A Surface of Constant Width is a 3D surface with the special property that any two parallel planes which are tangent to it are always a constant distance apart, no matter the relative rotations of the surface and paired-planes. I want to construct a trio of parametric equations $\bigl(X(u, v), Y(u, v), Z(u, v)\bigr)$ that give a surface with the following properties:
- has a constant width of $S + 2 A$, where $S$ and $A$ are non-negative real numbers, $A$ is the radius of the smallest osculating circle on the surface, and $S + A$ is the radius of the largest osculating circle on the surface;
- has full tetrahedral symmetry;
- is $G^∞$-smooth for positive values of $S$ and $A$ and finite values of $u$ and $v$, meaning the surface, curvature, derivative of curvature, second derivative of curvature, and so-on are all continuous in all directions at all points on the surface; and
- linear-step interpolation between the minimum and maximum values for $u$ and $v$ produces 3D points with a tetrahedrally-symmetrical arrangement and constant (or nearly-constant) angles between the normal-vectors of neighboring points (meaning points are closer together in highly-curved areas of the surface, and farther apart in less-curved areas of the surface).
I was able to get exactly what I wanted in two dimensions with the paper "A Polynomial Curve of Constant Width" by Stanley Rabinowitz. Based on that paper, we can define the functions
$$ p(t) = \left(1 + \frac{\cos(n × t)}{n^2 - 1}\right) × \frac{S}{2} + A $$ $$ X(t) = \cos(t) × p(t) - \sin(t) × p'(t) $$ $$ Y(t) = \sin(t) × p(t) + \cos(t) × p'(t) $$
where $S$ is a positive real number, $A$ is a non-negative real number and the radius of the smallest osculating circle on the curve, $S + A$ is the radius of the largest osculating circle on the curve, and $n$ is an odd integer greater than 2.
When plotted as the parametric curve $C(t) = \bigl(X(t), Y(t)\bigr)$ with $0 ≤ t < 2 π$, these generate a smoothed-out version of a regular $n$-sided Reuleaux polygon with side-length $S$ and corner-radius $A$, which is also (for positive $A$) $G^∞$-smooth at all points. Additionally, when sampling the curve at parameter values with a step-size of $Δt = \frac{2 π}{n k}$ for integer $k$, the normal-vectors of adjacent sample-points have angles that differ by a constant $\frac{2 π}{n k}$ radians, and the arrangement of the sample-points has full $n$-gon dihedral symmetry.

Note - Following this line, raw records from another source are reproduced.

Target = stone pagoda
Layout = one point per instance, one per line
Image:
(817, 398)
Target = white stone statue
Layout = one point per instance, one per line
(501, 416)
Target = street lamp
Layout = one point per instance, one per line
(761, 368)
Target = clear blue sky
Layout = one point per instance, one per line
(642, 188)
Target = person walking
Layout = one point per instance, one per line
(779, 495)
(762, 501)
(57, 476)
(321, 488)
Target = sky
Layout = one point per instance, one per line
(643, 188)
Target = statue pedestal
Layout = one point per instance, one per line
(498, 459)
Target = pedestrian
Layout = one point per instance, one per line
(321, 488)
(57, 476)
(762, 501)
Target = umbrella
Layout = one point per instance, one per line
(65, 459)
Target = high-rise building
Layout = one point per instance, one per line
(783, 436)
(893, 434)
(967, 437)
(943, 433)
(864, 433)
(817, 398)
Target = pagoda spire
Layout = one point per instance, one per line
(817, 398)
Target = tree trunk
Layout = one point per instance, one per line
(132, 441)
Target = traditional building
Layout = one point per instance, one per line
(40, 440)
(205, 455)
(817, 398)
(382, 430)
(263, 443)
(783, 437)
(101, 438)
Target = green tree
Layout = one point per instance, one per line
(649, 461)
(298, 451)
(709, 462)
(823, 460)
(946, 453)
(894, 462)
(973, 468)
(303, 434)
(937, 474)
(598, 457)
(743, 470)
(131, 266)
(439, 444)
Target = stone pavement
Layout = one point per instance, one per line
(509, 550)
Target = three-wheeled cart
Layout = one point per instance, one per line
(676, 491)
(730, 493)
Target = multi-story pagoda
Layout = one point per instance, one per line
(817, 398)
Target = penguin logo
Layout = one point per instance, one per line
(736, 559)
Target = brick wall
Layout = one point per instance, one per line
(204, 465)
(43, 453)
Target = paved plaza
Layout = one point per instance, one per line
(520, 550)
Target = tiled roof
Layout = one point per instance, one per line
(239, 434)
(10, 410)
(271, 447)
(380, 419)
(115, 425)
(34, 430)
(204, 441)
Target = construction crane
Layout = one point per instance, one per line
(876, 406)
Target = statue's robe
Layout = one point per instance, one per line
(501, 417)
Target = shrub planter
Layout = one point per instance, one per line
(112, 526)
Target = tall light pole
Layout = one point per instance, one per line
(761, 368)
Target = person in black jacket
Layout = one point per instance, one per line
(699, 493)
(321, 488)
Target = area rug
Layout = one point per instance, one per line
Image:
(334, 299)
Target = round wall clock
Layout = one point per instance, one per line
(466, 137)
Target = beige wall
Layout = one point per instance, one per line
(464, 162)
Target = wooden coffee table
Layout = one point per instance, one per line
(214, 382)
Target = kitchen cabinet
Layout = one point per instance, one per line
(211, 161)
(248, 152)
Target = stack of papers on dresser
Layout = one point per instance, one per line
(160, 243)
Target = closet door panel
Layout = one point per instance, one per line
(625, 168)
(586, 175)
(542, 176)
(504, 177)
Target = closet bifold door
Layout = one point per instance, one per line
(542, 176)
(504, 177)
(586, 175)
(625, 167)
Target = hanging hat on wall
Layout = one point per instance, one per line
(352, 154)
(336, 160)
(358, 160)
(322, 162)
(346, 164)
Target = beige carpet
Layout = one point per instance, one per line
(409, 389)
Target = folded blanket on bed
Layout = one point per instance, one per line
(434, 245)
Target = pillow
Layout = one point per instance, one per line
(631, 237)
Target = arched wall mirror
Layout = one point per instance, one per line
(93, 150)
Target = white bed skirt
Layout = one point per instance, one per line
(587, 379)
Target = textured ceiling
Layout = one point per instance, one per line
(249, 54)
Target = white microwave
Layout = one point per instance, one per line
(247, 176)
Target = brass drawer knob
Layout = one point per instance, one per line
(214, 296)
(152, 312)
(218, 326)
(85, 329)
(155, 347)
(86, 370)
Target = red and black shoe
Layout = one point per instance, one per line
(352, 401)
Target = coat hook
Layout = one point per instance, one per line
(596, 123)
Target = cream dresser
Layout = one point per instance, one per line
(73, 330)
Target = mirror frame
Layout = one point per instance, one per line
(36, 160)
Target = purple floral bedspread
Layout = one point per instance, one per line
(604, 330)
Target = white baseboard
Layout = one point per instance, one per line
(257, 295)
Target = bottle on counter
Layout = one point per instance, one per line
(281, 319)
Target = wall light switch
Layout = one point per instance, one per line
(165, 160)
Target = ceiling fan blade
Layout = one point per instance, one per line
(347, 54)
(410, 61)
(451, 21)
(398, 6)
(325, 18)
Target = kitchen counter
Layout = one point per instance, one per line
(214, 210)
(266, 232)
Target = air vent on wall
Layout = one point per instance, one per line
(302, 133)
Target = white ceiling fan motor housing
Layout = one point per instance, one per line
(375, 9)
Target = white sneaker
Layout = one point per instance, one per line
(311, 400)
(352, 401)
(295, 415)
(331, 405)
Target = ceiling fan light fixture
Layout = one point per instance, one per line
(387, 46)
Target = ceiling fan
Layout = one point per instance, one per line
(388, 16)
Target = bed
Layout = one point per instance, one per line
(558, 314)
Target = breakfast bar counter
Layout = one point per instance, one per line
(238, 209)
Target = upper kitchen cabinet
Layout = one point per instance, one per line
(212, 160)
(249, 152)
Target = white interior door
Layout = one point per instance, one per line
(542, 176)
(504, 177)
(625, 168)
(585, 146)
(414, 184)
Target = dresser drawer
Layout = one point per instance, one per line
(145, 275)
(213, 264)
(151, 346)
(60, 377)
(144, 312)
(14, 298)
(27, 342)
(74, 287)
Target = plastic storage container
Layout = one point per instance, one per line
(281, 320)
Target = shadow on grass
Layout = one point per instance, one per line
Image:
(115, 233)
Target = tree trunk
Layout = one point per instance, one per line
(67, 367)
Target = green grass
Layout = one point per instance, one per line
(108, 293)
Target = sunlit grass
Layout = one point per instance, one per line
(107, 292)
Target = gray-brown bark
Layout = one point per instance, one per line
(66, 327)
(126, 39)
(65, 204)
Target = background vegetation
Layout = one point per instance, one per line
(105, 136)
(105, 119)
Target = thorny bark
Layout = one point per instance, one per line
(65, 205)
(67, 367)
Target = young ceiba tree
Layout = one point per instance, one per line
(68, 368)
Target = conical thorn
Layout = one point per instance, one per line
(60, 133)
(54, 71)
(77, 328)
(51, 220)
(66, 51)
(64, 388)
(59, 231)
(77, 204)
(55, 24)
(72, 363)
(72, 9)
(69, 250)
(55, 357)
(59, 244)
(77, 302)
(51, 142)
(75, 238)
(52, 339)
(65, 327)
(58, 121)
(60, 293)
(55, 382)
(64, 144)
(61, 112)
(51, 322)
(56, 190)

I've tried to figure out how to adapt the methods in Rabinowitz's paper to three dimensions, but without success.
How do I construct such an adaptation, for the constraints I have specified?
I did find the paper "On $C^2$-smooth Surfaces of Constant Width" by Brendan Guilfoyle and Wilhelm Klingenberg, which includes a figure on page 16 that depicts the surface I want to parameterize, and discusses doing the exact 2D-to-3D conversion I want. However, despite my efforts to decipher this paper, I can't follow what it is describing, as the key part of the paper hinges on using a function defined with a single variable as a function of two variables, and I can't figure out how to handle that.